Una vita a foglietti

Pensieri di mamma

maniUn giorno come tanti può cambiare. È sera, stai pensando di andare a casa, cena, soliti mestieri arretrati, e invece l’imprevisto. Arrivi con il tuo look metropolitano, cappellino alla maschiaccio, jeans che sembrano cadere a pezzi, ma “alla moda” e ridi. Ridi tanto, sai di essere riuscita a farci una grande, grandissima sorpresa. Cinque lunghi mesi di foto, messaggini, momenti duri ed altri belli, ma sempre lontane ed ora eccoti qui. Resto ferma, appoggiata alla porta, ti guardo e non realizzo tutto quello che significa. Baci e abbracci con tutti, tutti così allibiti. Poi ti stringo anch’io e ci sei veramente. Ed era venerdì…

Oggi è già mercoledì, ci siamo abbracciate di nuovo, ma questa volta con meno sorrisi, la tua “holiday” è già finita. I giorni passati ti sono serviti per salutare, rivedere, incontrare quante più persone possibili. I tuoi amici, i parenti e mi sono accorta che di questo poco tempo, pochissimo ne è rimasto per noi.
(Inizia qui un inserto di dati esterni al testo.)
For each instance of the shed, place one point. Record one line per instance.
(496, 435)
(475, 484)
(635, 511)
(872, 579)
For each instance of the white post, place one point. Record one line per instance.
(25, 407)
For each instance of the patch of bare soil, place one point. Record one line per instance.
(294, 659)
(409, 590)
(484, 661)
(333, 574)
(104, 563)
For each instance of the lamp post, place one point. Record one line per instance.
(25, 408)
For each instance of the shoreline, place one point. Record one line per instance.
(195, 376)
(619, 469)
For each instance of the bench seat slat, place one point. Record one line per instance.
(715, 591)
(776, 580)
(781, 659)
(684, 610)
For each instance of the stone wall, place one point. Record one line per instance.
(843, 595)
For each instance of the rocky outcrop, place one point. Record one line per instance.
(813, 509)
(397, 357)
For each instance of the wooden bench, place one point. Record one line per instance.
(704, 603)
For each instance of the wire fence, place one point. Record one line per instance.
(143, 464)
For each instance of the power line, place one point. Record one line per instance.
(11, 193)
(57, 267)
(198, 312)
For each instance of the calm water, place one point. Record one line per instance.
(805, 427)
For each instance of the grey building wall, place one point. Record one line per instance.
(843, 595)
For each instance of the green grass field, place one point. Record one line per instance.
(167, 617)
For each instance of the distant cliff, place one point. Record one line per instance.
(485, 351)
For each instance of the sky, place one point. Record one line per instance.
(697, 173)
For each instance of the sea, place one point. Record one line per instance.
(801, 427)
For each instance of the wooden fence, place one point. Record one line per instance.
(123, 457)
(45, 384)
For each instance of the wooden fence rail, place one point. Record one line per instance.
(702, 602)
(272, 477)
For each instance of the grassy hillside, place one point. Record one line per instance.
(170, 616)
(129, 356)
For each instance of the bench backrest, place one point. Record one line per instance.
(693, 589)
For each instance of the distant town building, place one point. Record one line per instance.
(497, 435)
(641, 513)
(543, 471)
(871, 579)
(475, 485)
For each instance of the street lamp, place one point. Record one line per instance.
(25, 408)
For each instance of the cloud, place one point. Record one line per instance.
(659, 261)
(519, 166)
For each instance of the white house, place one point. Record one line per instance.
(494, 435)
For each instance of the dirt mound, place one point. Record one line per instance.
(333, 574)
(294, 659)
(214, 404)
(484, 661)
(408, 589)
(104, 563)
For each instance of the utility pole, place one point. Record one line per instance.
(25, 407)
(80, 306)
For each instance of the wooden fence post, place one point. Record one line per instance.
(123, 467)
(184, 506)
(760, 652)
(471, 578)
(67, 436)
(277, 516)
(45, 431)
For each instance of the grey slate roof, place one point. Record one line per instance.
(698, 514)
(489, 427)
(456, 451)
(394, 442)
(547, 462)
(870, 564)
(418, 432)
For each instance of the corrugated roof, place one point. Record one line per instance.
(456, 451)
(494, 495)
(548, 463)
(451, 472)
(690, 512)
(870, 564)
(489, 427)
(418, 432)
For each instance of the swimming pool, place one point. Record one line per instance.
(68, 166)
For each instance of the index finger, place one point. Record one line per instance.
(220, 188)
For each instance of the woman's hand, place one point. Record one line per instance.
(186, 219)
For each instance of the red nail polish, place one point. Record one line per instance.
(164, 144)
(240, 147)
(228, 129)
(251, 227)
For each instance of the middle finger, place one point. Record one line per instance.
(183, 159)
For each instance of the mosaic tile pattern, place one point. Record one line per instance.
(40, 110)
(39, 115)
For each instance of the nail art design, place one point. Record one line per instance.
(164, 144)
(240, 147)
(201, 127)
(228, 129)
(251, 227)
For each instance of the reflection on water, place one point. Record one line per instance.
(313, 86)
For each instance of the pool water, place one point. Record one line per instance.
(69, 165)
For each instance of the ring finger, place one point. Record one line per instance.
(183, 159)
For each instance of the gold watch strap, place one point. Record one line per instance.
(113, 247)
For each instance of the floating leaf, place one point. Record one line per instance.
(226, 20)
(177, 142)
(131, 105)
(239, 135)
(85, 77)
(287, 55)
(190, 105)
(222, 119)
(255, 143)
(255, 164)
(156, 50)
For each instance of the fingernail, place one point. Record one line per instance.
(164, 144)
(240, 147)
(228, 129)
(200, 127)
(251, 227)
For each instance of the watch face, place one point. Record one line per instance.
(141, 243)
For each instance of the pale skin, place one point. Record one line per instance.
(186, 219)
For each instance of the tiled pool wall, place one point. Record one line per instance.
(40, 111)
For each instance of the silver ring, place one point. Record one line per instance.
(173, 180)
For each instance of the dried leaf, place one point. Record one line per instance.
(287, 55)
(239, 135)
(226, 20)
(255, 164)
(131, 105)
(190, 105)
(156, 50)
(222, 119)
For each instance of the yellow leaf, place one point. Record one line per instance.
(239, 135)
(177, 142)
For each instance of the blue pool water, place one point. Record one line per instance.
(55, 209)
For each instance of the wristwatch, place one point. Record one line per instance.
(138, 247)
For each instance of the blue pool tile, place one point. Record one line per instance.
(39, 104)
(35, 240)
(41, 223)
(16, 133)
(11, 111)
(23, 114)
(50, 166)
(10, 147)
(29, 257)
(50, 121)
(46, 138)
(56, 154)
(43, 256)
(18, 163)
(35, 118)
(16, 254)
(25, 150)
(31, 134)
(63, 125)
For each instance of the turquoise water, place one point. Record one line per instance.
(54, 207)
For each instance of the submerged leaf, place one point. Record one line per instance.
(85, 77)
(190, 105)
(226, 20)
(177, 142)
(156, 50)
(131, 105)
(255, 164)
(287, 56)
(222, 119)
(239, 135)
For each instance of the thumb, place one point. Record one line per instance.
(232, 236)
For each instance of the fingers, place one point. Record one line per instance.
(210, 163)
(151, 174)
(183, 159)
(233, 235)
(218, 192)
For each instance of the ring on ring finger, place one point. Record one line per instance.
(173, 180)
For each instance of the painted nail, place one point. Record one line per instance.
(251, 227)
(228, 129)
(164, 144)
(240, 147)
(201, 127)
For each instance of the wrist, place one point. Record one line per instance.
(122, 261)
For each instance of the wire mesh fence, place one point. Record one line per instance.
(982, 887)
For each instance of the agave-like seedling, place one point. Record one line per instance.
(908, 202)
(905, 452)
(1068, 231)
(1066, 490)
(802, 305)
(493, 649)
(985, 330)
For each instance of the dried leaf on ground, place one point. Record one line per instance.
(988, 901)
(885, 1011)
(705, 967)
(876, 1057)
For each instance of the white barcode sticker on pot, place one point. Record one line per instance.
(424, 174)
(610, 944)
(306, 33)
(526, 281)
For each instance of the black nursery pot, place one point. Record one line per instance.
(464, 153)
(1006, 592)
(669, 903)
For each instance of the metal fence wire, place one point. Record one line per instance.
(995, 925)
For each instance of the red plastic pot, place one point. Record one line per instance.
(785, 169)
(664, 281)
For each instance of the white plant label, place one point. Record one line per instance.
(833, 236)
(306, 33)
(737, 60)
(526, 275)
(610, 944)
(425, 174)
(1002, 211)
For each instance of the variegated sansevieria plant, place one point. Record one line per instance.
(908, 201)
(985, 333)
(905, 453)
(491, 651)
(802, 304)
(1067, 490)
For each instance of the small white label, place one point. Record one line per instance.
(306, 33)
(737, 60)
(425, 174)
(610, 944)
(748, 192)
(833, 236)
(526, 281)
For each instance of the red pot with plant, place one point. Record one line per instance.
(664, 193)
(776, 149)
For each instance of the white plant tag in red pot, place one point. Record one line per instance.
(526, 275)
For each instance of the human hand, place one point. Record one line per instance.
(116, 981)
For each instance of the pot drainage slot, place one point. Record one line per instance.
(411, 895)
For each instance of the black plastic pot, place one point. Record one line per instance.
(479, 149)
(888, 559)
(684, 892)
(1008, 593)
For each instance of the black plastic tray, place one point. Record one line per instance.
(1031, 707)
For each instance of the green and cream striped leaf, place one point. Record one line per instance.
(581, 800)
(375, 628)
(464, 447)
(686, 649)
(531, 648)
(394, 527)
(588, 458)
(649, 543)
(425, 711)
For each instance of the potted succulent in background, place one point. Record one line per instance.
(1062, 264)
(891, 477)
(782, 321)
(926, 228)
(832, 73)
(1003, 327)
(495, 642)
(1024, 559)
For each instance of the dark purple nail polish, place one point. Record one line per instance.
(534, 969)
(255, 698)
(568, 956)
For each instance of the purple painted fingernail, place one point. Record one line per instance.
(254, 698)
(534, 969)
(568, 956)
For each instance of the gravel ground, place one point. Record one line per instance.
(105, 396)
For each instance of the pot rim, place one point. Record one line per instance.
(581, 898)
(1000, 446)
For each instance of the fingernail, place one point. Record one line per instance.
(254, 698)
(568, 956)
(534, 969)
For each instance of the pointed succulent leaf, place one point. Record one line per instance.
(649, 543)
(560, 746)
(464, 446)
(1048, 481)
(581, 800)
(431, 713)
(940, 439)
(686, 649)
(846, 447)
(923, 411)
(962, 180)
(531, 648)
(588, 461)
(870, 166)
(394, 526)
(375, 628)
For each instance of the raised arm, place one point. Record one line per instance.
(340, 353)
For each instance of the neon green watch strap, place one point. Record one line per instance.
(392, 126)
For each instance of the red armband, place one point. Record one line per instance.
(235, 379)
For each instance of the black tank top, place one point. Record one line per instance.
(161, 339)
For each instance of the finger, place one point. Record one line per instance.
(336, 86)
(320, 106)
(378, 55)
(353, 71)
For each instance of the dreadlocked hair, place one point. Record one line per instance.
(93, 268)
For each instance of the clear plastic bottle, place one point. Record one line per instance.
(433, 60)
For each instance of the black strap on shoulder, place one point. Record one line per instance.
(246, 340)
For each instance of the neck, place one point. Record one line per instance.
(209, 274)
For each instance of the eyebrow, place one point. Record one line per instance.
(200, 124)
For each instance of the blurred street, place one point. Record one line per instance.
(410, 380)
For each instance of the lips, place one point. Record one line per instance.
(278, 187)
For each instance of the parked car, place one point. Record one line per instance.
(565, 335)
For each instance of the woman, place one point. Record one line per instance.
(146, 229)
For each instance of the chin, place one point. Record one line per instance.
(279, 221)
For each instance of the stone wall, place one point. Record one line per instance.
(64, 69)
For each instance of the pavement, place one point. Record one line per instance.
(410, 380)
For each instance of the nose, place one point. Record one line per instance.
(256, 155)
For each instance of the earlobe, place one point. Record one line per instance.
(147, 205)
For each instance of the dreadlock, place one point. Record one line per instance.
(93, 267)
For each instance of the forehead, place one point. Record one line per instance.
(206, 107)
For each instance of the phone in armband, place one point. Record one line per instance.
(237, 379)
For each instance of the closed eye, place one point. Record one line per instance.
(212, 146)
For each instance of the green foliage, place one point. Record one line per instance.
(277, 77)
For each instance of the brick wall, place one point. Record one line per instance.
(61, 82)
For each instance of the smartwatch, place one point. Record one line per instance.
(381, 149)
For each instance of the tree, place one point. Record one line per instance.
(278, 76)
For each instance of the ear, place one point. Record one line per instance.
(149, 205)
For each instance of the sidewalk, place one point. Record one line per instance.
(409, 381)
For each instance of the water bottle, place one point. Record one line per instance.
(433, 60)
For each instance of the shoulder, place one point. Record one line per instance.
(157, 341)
Eppure ci sono cose che ci siamo regalate lo stesso, che mi sono regalata. Mentre tu non lo sapevi, mentre non te accorgevi, ma forse speravi. Tarda notte, ti intrufoli nel letto e io ti aspettavo. Sei congelata, dici sempre che fa freddo in casa, anche se esci senza giubbino, ma questa è un’altra cosa. Ti prendo le mani, te le scaldo, ti stropiccio un po’ e ti tengo abbracciata. La sveglia suonerà presto, mancano solo poche ore e tu crolli subito. Mi sveglio ancora prima del tempo. Ti guardo mentre dormi con il faccino da “miciolla”: ti accarezzo tante volte, come non facevo da tempo, ma come ho fatto per tanto tempo. I capelli morbidi, lunghi come piacciono a te. Penso a quanto mi è dispiaciuto vederti così poco, ma poi mi consolo. Questo è il mio tempo con te adesso. Una mamma si prende gli attimi privati, quelli che non possono essere di nessun altro. Non è questione di quanto, è questione di come. Mi alzo, la sveglia non è ancora pronta, io sì. Comincio presto questo giorno che ti porterà di nuovo via, a conferma di qualcosa che è accaduto ormai da tanto e che non cambierà: hai la tua vita. Quando ti alzi credi che io sia arrabbiata, ma non è così. Solo mi manca il tempo di dirti ciò che penso, il treno non me lo concede, non avrebbe un occhio di riguardo per i miei pensieri.

Così ti accompagno in giro per casa, raccolta di ultime cose, valigia, documenti e sei di nuovo fuori dalla porta. Non esco fuori a guardarti, so che tu non ti sei girata a guardare ne sono certa. Non ci parleremo prima che tu abbia letto queste parole e mentre riderai commossa, come sto facendo io, ci saremo dette tutto quello che il tempo non ci ha permesso di sottolineare, ma che noi sappiamo perfettamente riconoscere. Lontane, vicine, non importa come, la cosa che è certa è che siamo sempre insieme.

Buon viaggio mia piccola grande donna metropolitana.